For the most part mortgage rates are not dictated by government; they fluctuate with the market. However, policy created by the Federal Reserve can help nudge mortgage rates either up or down. Guys, I’ll try my hardest to explain this without getting too technical – recently there was a great example of how the Fed can affect mortgage rates. The huge buyout of mortgage-backed securities by the Fed increased demand for these bonds which, in turn, made them more expensive. High bond prices result in low interest rates (also known as yields). OK, don’t panic if the last two sentences used too much economic lingo. This isn’t something you need to understand in order to buy a home at the perfect time. Basically, the government has tools used to help move rates in a certain direction.
It’s also important to know that no one can predict if rates are headed up or down since there are too many factors to take into account. As a general rule of thumb the economy getting better will increase rates, while a worsening economy will lead to lower rates. Some examples that will lead to higher rates are: lower unemployment, higher consumer confidence, and the stock market rallying.

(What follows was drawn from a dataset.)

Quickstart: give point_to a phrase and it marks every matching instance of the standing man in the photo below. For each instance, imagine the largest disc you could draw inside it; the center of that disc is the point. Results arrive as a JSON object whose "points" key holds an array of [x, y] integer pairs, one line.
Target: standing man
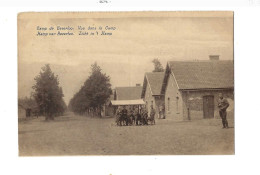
{"points": [[223, 105], [124, 115], [152, 114], [137, 116], [118, 116]]}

Things that will drive the rates down are the opposite of any of the things previously listed, political/economic instability, or any member of the Fed admitting to an extramarital affair.

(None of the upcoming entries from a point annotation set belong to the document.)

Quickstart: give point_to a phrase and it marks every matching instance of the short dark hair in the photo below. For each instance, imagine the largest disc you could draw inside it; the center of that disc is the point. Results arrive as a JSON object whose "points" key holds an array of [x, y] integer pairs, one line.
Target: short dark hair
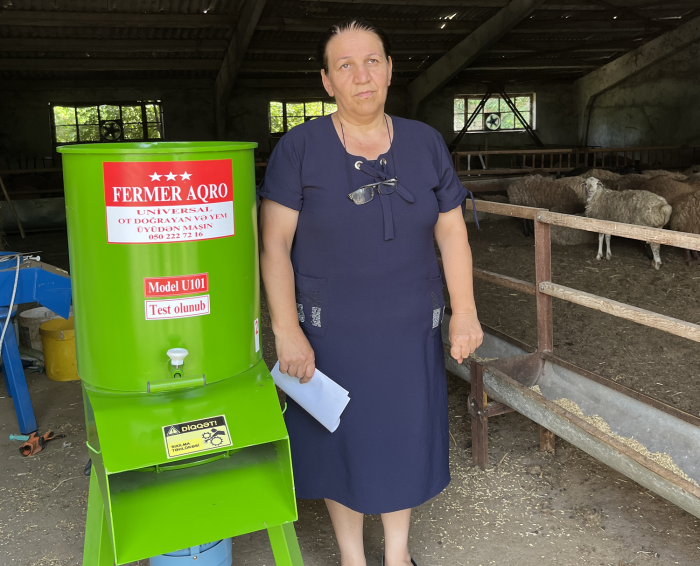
{"points": [[345, 25]]}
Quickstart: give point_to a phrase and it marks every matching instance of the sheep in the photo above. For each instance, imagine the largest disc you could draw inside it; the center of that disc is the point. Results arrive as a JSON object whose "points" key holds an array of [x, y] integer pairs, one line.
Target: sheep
{"points": [[566, 195], [631, 207], [686, 218], [663, 173], [693, 179], [626, 182], [601, 175]]}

To recap, the better the economy is the higher banks will charge to lend money (since they assume a healthier economy means we have more money).
An unfortunate symptom of an economic depression is interest rates being high while the economy worsens – it means that the majority of Americans will not be able to pay the rates that banks are charging.
Finally, a government shutdown (something that can NEVER happen….right?) would push interest rates down, though shutting down the government is probably not the best way to lower your interest rate.